Remember, cultivar selection is extremely important, as characteristics vary greatly. Fineness of leaf and tolerance of close mowing are essential for this application. If your greens do not become too waterlogged during the winter, then BAR Platinum, a mixture of fine-leafed ryegrass and red fescue, can be used. The seed size of these two species means you can achieve successful establishment by sowing them together at the recommended depth of 4-6mm.
Warmer soil temperatures will help the fescue to compete alongside the ryegrass. For cool soil temperatures consider BAR Extreme. All the cultivars contained in this 100 per cent perennial ryegrass blend are fine-leafed and can tolerate regular close mowing down to 5mm, with occasional mowing down to 4mm.
Whatever grass seed mixture you are using, it is recommended to apply fertiliser AFTER the new seedlings have germinated. If you apply fertiliser pre-germination you are helping the existing, undesirable grasses in the sward to compete against the emerging new seedlings.

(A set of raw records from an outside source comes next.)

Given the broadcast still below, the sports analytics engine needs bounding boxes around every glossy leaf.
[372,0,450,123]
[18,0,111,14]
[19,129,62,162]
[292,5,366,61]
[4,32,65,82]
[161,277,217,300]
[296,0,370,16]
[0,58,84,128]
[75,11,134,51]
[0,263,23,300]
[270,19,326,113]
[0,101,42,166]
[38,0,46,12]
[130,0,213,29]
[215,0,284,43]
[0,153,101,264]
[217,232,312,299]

Successful overseeding means considering a whole raft of factors. Seeds need water, air and appropriate temperature to germinate and establish. Don't allow the seed or seedling to dry out. Think about seed size, the recommended sowing depth below the thatch layer is critical for optimum germination. Pre-seed preparation and appropriate maintenance practices are essential for optimum performance. Think about the synergy of species and cultivars within the mixture. Also think about timing, summer light quality and day length will help with establishment and recovery.
Jayne said, "Barenbrug is passionate about grass and we are dedicated to helping you achieve a quality of sward performance and presentation of which you can be proud. So, whatever motivates your grass seed selection, please give a thought to the breeding, research and trials which we undertake to offer you the best possible solutions".
All recommended sowing depths for each mixture can be found in the 2006 Barenbrug BAR Range catalogue.